German 10-year bond yields rise to 4-1/2-week high on inflation woes
By Stefano Rebaudo
Aug 22 (Reuters) - Germany's 10-year bond yield hit a new 4 1/2-week high on Monday, as inflation fears kept investors focused on expectations for more monetary tightening from the European Central Bank.
A key gauge of long-term market euro zone inflation expectations rose to 2.207% EUIL5YF5Y=R -- its highest level in over two months.
That followed fresh concern that disruption to European gas supplies will keep energy prices elevated, ensuring inflation stays high. Russia's state energy giant Gazprom said on Friday it will halt natural gas supplies to Europe for three days at the end of the month via its main pipeline into the region.
The ECB must keep raising interest rates even if a recession in Germany is increasingly likely, as inflation will stay uncomfortably high all through 2023, Bundesbank President Joachim Nagel said at the weekend.

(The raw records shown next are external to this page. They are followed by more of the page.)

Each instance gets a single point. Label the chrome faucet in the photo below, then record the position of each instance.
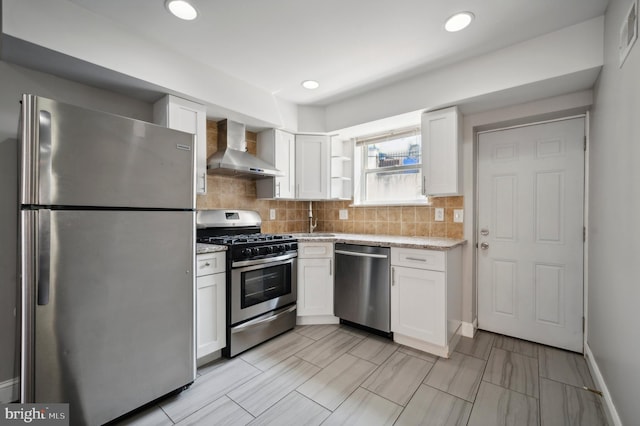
(312, 225)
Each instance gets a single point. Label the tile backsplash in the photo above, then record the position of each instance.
(406, 221)
(292, 216)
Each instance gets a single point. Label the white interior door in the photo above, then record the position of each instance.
(530, 224)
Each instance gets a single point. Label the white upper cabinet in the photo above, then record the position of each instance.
(181, 114)
(341, 168)
(278, 148)
(312, 167)
(442, 152)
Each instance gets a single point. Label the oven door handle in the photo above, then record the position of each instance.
(263, 320)
(263, 261)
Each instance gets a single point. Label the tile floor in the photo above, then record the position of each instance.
(338, 375)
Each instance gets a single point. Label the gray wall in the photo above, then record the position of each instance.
(14, 81)
(614, 228)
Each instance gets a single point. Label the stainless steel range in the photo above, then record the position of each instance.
(261, 276)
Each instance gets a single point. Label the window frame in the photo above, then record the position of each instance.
(362, 144)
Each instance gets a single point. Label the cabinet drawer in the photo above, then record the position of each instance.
(315, 250)
(416, 258)
(210, 263)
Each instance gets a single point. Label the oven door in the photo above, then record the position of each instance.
(260, 286)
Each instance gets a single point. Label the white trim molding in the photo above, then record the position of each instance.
(10, 390)
(610, 409)
(468, 329)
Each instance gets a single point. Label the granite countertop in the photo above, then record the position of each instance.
(209, 248)
(382, 240)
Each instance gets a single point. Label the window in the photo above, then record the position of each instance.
(388, 169)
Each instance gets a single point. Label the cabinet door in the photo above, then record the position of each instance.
(315, 287)
(312, 167)
(211, 314)
(187, 116)
(441, 168)
(418, 304)
(285, 162)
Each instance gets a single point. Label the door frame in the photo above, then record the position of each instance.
(476, 208)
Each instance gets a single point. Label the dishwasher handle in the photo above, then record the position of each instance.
(358, 254)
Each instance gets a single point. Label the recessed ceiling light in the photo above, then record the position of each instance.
(458, 22)
(310, 84)
(182, 9)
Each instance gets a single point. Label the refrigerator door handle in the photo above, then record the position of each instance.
(44, 255)
(29, 274)
(36, 152)
(29, 151)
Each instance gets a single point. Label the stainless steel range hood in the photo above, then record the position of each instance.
(232, 157)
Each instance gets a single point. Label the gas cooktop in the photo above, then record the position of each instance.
(229, 240)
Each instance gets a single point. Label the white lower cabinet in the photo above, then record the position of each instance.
(426, 298)
(211, 304)
(315, 283)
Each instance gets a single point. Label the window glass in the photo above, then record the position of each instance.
(390, 169)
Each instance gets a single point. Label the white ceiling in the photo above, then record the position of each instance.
(348, 46)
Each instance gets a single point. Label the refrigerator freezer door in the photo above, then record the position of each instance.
(72, 156)
(117, 328)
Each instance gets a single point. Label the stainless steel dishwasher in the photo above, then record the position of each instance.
(361, 294)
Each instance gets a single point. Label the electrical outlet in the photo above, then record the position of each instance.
(458, 215)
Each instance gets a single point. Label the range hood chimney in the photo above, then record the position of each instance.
(232, 157)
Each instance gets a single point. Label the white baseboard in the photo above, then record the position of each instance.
(10, 390)
(317, 319)
(469, 328)
(610, 409)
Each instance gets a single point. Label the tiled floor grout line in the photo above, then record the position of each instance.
(273, 354)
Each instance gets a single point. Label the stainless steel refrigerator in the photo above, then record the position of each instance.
(106, 251)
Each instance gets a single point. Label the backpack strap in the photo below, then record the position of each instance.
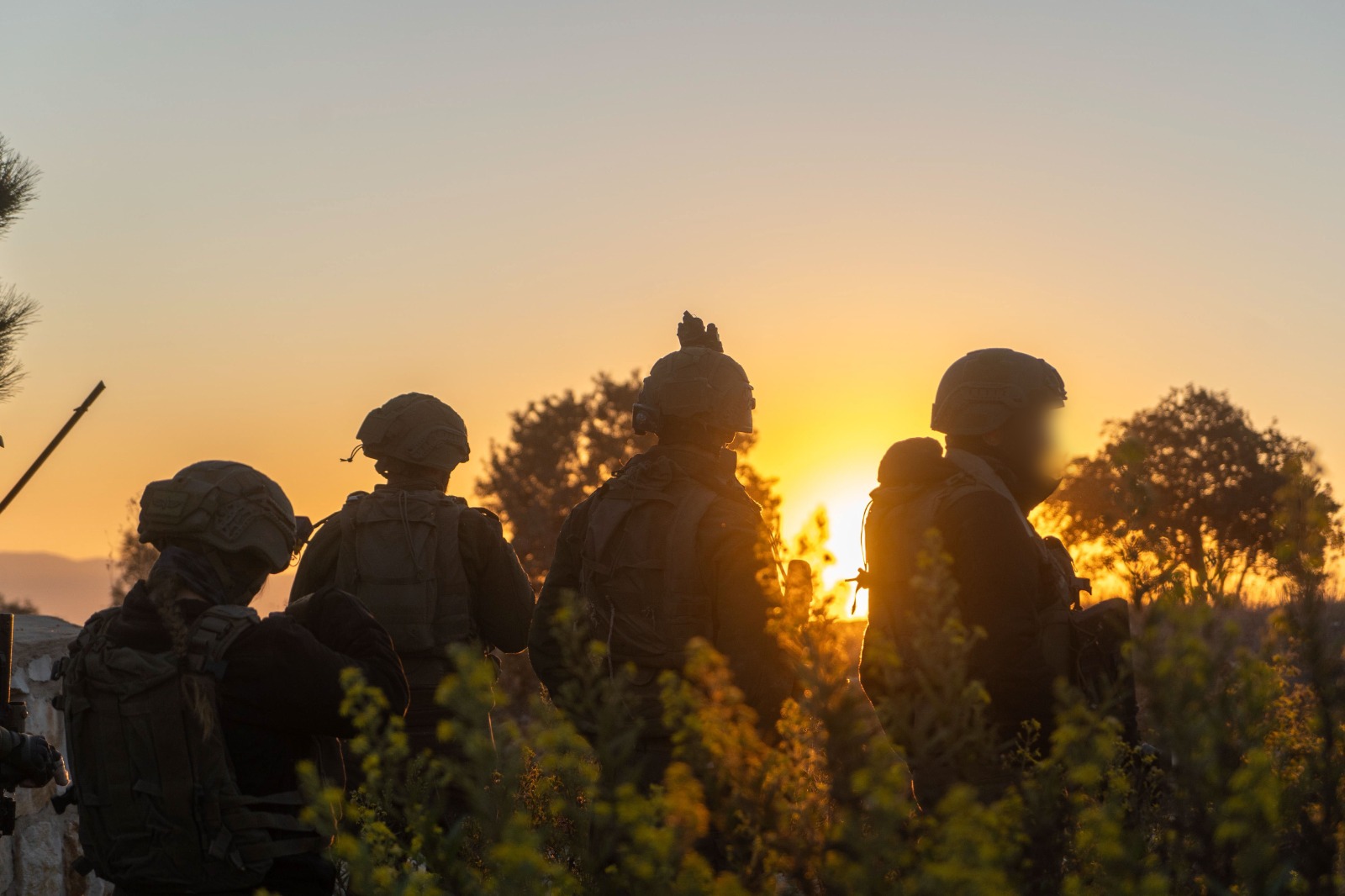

Germany's 10-year Bund yield rose to as high as 1.3%, its highest since July 21. It was last up 4.5 bps at 1.27% DE10YT=RR .
"We expect more monetary tightening in the next few months, with a 10-year Bund yield at 1.75%," said Francis Yard, global head of rates research at Deutsche Bank.
"Monetary policy is not even as tight as it was in 2018. Real rates are still at extremely low levels, while core inflation is around the mid-single digit," he added.
Rising U.S. Treasury yields before the Federal Reserve's gathering this week in Jackson Hole, Wyoming added to the selling pressure in European bond markets.
British bond yields were also sharply higher on the day GB10YT=RR .
Investors awaited the euro zone purchasing manager index (PMI), a closely-watched snapshot of business activity, on Tuesday and Germany's Ifo index later in the week, for signs of recession risk that could reduce the prospects of a more aggressive ECB stance.
Italy's 10-year bond yield was last up 8 bps at 3.57%, after hitting its highest since July 22 IT10YT=RR .
The spread between Italian and German 10-year government bond yields was at 229 bps, with some analysts citing political concerns ahead of the Sept. 25 Italian elections as a reason behind the recent spread widening.
Analysts worried measures to reduce taxes and increase pension spending by a right-wing government might collide with the European Union budget rules.
According to the latest opinion polls, a conservative bloc is in pole position to win a parliamentary majority in the September election.
"Despite the more conciliatory attitude towards the EU compared with the 2018 election, the right's key policy pledges have not materially changed," Citi analysts said, citing pledges of significant tax cuts and higher pension spending.
"Many (of these pledges) are likely to eventually put Italy on a collision course with Brussels," they added.